Assinto, incapaz de falar com tanto bolo na boca.

— Ótimo, coma! — Volta a fazer uma expressão séria e aponta com o dedo indicador o restante do bolo.

Não a respondo, apenas continuo balançando a cabeça de forma positiva e mastigando.

Ela me deixa sozinha segundos depois e passo a comer, percebendo aos poucos a dor passar. 

Certo, talvez eu só estivesse com fome mesmo. Trem doido.

Abocanho uma e outra garfada, aproveitando que estou sozinha e escapando do protocolo de etiqueta.

Estou no segundo pedaço quando o estrondo da porta me faz pular da cadeira sobressaltada, levo minha mão ao peito, assustada pelo barulho inesperado.

— A patroa — Ofélia meio que grita, me olhando com os olhos esbugalhados e me levanto rápido, correndo até a entrada da casa.

Mamãe está aos prantos, chorando agarrada aos braços de papai como se ele fosse seu refúgio, a cena me faz cessar os passos, meu pulso acelera e a preocupação me invade.

— O que aconteceu? — A pergunta sai dos meus lábios antes que eu os alcance e os olhos de papai me notam.

Seu semblante está abatido, mas ele ainda mantém sua postura de dona do mundo.
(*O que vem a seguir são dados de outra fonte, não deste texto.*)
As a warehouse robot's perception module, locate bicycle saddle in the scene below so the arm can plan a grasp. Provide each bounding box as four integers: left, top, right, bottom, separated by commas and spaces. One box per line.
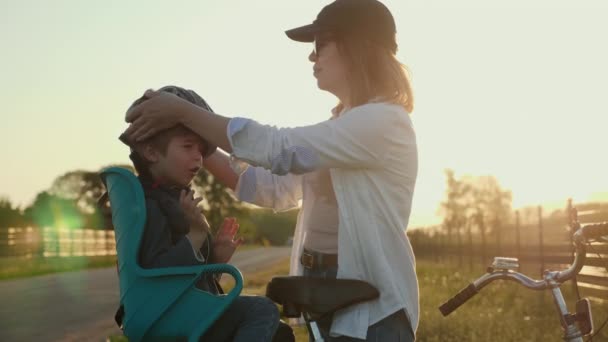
266, 276, 380, 317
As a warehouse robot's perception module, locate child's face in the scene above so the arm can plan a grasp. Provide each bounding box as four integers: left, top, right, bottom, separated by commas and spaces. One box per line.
153, 133, 205, 187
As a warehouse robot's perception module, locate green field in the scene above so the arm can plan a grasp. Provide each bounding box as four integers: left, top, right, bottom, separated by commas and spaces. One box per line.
0, 255, 116, 280
417, 260, 608, 342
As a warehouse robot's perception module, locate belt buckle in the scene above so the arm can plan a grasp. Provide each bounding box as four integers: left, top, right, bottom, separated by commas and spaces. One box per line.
300, 252, 315, 269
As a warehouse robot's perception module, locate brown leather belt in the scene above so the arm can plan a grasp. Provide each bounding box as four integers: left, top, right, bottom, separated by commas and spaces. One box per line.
300, 249, 338, 269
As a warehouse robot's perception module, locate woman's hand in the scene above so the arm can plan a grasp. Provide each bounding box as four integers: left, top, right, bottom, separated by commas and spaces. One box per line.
123, 90, 196, 142
212, 218, 243, 264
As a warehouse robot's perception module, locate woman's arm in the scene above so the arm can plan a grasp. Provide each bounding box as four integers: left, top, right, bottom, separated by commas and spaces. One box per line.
203, 150, 239, 191
125, 92, 416, 175
228, 103, 416, 175
204, 150, 302, 211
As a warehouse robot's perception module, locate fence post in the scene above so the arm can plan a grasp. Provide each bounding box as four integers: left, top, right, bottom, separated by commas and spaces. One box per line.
515, 210, 521, 265
456, 224, 464, 268
538, 205, 545, 277
566, 198, 578, 293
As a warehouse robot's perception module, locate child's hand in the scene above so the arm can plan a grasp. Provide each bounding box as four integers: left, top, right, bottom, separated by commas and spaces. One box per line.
179, 190, 209, 231
213, 218, 243, 264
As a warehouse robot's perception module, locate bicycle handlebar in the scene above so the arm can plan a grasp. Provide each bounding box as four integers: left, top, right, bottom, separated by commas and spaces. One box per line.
581, 222, 608, 240
439, 283, 479, 316
439, 222, 608, 316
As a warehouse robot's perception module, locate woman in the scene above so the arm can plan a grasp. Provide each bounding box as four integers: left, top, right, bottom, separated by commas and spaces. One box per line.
126, 0, 419, 341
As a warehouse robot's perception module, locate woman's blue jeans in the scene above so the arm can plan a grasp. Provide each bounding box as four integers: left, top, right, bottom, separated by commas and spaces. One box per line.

Suas mãos apertam mamãe ainda mais contra ele.

— Sua mãe não está bem, querida. — Sua voz sai mais doce do que o normal.

Caminho até eles e a toco no ombro, procurando seus olhos.
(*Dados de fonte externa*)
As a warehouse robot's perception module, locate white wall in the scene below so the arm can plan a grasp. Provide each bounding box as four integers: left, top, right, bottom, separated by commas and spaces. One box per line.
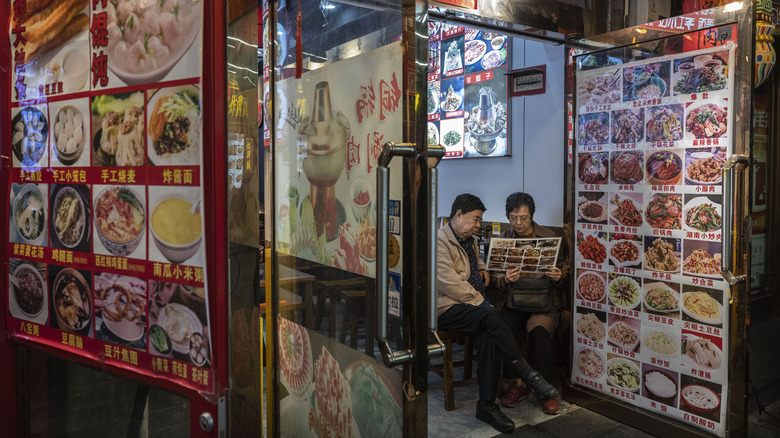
438, 38, 566, 226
— O que aconteceu? — Repito a pergunta, mas dessa vez direcionando diretamente para ela.

— Ele. .. — Começa, mas se perde nos soluços e choro.

Finco o cenho, subindo meu olhar para meu progenitor, procurando respostas em sua face de maioral.

— Ela encontrou o amigo morto, felizmente eu cheguei à tempo e lhe tirei de lá. — Seu tom sai um quarto mais grosso, enrouquecido, a boca entortou em desagrado quando citou o tal amigo por mais que tenha tentado soar natural, percebi.

Meus olhos caem novamente para minha progenitora, ela está destruída, o semblante perdido e os olhos banhados de lágrimas não derramadas.

— Ele não era meu amigo! — Grita em rompante, se desvencilhando de papai.

Ele solta uma lufada baixa, quase perdendo o controle perante a declaração dela, mas consegue se conter à tempo e me lança um olhar.

Então a ficha cai, o choro incessante dela e o desgosto visível no rosto de papai. Eles estão falando do outro, o ex noivo de mamãe.

—  Cuide de sua mãe, preciso voltar ao lugar do crime e prestar depoimento. — Massageia a têmpora, visivelmente cansado e suspira pesado. — Droga, a mídia vai cair em cima. — Resmunga. Falando pra si mesmo.

Meus olhos voltam para mamãe e a abraço forte, a envolvendo em meus braços.

— O meu amor... Amélia, ele está moooorto. — Volta a chorar, gritando em descontrole enquanto continuo a segurando.

Papai nos olhos, ajeita o terno e sai, batendo a porta com força.

Céus!

Ezequiel está mesmo morto?

Como?

Henrico tem alguma ligação com isso? 

Cubro o corpo ainda vestido de mamãe com as mesmas roupas que ela chegou até o pescoço, deslizo meus dedos pelos fios macios de seu cabelo e a beijo no rosto. Sua respiração está entre cortada e seus olhos estão finalmente fechados, indicando que ela entrou em um sono profundo. Suspiro, observando seu rosto relaxado.

Eu a trouxe para seu quarto após papai bater a porta e nos deixar sozinhas, ela estava descontrolada, chorando e gritando pelo nome do homem que nunca cheguei a conhecer. Seu desespero me perturbou, eu nunca a tinha visto perder o controle antes e não sabia como agir, tive que lhe dar um comprimido para dormir contra à sua vontade e agora estou aqui, vigiando seu sono. Quanto mais a olho mais às imagens do homem surgem em minha mente, não pude conter a curiosidade e pesquisei pelo nome dele no google, usando apenas as informações que eu tinha e depois de algumas frustrações, finalmente encontrei uma reportagem realizada com ele algum tempo atrás, aparentemente o homem era caridoso e dedicava sua carreira na medicina a ajudar os menos afortunados, no entanto, dar um rosto para o homem não me trouxe boas sensações. Não.Tudo o que eu consigo pensar nesse momento é que ele está morto. Morto.

Sinto meus pelos dos braços  arrepiarem ao mesmo tempo que uma corrente fria me ataca, me abraço olhando para os lados, checando se a porta e as janelas estão fechadas, franzo o cenho ao perceber que sim. Balanço a cabeça, percebendo a bobagem que estou começando a formular em pensamento. Não. É só o ar condicionado, Amélia. Não pense bobagens, o homem está morto. — Digo para mim mesma, me levantando da cadeira que estive sentada por todo esse tempo.